Le chœur est le maître de ce royaume universel du destin, que Blacher introduit comme troisième protagoniste dans l'agencement de la pièce. Avec les rôles textuels des personnages qui mènent l'action, comme le Père Laurent qui administre la potion, la Nourrice ou encore Benvolio, l'ami de Roméo, l'ensemble de chambre de huit membres oscille avec souplesse entre le rôle d'observateur sympathique, de catalyseur de l'action ou de commentateur indifférent des événements tragiques, sans jamais, bien sûr, montrer à Roméo et Juliette le chemin prédéfini pour échapper à leur chute.

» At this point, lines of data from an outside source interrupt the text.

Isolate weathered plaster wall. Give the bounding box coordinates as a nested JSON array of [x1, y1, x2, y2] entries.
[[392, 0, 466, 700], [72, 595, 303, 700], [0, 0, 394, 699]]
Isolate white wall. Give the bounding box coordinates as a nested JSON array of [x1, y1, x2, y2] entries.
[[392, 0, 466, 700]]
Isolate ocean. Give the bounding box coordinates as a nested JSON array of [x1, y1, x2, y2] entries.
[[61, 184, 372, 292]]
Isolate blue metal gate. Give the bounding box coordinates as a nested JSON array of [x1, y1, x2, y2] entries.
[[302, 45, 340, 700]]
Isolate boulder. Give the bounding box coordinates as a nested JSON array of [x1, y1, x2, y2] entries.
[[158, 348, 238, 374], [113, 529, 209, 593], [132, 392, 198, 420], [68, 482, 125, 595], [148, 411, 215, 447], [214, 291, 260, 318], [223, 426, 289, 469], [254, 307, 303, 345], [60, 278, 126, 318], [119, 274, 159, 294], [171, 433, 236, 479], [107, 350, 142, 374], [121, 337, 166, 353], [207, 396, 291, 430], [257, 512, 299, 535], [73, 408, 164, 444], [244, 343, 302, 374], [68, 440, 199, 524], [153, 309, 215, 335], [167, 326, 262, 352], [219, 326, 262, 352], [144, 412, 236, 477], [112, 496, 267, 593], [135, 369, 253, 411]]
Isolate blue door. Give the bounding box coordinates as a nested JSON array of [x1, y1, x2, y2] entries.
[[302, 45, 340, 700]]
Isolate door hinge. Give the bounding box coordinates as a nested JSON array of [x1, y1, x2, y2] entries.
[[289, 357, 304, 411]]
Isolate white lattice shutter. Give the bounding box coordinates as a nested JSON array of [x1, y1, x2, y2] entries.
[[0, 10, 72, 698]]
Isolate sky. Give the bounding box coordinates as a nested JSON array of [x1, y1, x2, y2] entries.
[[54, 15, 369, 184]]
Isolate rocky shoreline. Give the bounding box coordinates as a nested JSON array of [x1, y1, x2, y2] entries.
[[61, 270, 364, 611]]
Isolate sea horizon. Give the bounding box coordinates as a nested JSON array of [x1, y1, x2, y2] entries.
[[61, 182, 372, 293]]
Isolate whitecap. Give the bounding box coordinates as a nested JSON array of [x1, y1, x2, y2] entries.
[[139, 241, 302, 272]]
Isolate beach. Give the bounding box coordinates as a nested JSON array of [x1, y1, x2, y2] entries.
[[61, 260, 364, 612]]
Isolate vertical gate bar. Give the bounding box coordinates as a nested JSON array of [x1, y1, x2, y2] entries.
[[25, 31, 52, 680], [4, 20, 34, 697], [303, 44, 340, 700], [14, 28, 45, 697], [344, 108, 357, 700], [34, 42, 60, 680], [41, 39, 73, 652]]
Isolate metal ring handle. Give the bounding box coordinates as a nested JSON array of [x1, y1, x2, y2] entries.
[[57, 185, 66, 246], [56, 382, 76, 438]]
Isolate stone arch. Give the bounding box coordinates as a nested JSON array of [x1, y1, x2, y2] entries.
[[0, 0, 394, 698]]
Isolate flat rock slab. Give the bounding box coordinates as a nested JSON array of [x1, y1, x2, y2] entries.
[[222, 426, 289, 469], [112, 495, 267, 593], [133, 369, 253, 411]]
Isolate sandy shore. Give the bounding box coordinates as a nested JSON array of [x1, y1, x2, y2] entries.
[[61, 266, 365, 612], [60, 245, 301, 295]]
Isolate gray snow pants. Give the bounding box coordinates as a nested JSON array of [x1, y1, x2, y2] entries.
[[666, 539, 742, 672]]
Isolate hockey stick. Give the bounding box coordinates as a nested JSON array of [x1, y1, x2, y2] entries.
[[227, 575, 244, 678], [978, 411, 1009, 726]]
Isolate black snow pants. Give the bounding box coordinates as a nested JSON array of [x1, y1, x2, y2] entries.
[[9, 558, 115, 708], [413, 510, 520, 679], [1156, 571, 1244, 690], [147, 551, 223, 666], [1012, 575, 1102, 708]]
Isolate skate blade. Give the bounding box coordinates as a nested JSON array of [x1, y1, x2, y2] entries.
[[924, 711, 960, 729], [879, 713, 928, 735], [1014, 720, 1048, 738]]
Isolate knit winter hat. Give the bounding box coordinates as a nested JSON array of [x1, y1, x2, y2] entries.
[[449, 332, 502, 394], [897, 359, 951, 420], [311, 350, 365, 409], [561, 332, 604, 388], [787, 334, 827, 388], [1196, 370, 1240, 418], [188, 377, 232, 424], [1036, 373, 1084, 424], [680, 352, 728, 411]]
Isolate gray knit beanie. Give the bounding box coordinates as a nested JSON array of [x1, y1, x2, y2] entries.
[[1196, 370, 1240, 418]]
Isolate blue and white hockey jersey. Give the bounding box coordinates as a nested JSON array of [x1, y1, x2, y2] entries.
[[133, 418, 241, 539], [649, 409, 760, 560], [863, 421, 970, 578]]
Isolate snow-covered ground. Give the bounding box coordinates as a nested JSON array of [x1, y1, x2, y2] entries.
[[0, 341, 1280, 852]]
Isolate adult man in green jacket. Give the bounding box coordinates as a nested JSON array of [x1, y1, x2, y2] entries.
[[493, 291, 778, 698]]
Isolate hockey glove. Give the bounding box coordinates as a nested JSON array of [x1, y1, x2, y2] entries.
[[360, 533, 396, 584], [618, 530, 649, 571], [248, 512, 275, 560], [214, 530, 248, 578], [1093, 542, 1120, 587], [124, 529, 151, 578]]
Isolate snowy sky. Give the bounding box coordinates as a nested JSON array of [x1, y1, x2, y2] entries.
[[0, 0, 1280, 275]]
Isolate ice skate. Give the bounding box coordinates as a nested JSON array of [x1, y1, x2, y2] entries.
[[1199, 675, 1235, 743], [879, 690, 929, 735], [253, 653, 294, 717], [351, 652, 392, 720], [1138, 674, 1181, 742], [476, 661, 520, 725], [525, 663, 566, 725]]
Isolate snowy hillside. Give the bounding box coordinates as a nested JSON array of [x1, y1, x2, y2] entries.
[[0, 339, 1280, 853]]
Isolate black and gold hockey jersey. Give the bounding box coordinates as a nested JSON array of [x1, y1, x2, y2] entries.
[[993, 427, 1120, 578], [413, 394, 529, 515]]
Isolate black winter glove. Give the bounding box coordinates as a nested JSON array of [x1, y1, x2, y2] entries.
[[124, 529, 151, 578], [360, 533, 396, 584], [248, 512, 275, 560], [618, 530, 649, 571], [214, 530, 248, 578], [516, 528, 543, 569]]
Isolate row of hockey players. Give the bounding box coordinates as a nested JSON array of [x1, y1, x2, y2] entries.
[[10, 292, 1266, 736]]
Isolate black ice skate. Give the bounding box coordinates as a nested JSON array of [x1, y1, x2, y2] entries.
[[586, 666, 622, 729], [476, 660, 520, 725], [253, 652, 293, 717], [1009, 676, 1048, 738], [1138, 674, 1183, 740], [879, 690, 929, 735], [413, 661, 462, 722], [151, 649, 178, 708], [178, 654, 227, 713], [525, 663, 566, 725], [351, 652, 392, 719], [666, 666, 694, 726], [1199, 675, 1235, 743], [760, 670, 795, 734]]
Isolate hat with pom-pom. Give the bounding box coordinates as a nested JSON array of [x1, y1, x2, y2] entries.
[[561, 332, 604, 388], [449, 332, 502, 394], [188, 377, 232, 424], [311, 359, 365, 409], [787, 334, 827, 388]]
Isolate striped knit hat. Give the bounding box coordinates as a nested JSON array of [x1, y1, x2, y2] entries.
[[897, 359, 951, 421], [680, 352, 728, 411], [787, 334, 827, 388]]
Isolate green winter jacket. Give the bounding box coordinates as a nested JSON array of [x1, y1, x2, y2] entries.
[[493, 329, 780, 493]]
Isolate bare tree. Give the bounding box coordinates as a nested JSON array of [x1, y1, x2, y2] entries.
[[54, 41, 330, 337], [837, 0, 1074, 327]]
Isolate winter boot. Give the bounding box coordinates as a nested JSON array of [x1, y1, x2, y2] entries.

Selon le traitement musical du chœur en particulier, le caractère sonore de Roméo et Juliette tout entier peut changer de manière surprenante. Certains des rares enregistrements disponibles de cette rareté lyrique rappellent par leur précision et leur transparence le langage tonal apollinien d'un Frank Martin, dont l'oratorio profane Le vin herbé a été créé un an seulement avant Roméo et Juliette et devait être connu des Blacher. D'autres enregistrements de l'œuvre, notamment anglo-saxons, s'attachent moins à une pureté sonore immaculée qu'à une interprétation plus brute, plus caractéristique, à la manière de Kurt Weill, dans laquelle la voix individuelle n'a pas à se subordonner au collectif.

Le trait le plus particulier de cet opéra, riche en particularités, s'inscrit également dans la tradition weillienne : dans trois chansons accompagnées au piano, un chansonnier fend le pathos délicat du reste de la partition par des résumés laconiques des événements dramatiques dans le style brechtien. L'ironie subtile des numéros de cabaret révèle l'aliénation de Boris Blacher face au verdict moral de Shakespeare selon lequel c'est l'excès d'amour qui a causé la perte de Roméo et Juliette.

Cette partition, qui « cache plus qu'elle ne dit » (H.H. Stuckenschmidt), défie toute définition scénique claire dans sa nature comprimée, mais donne au spectateur de l'opéra l'occasion de se faire sa propre idée des événements tragiques.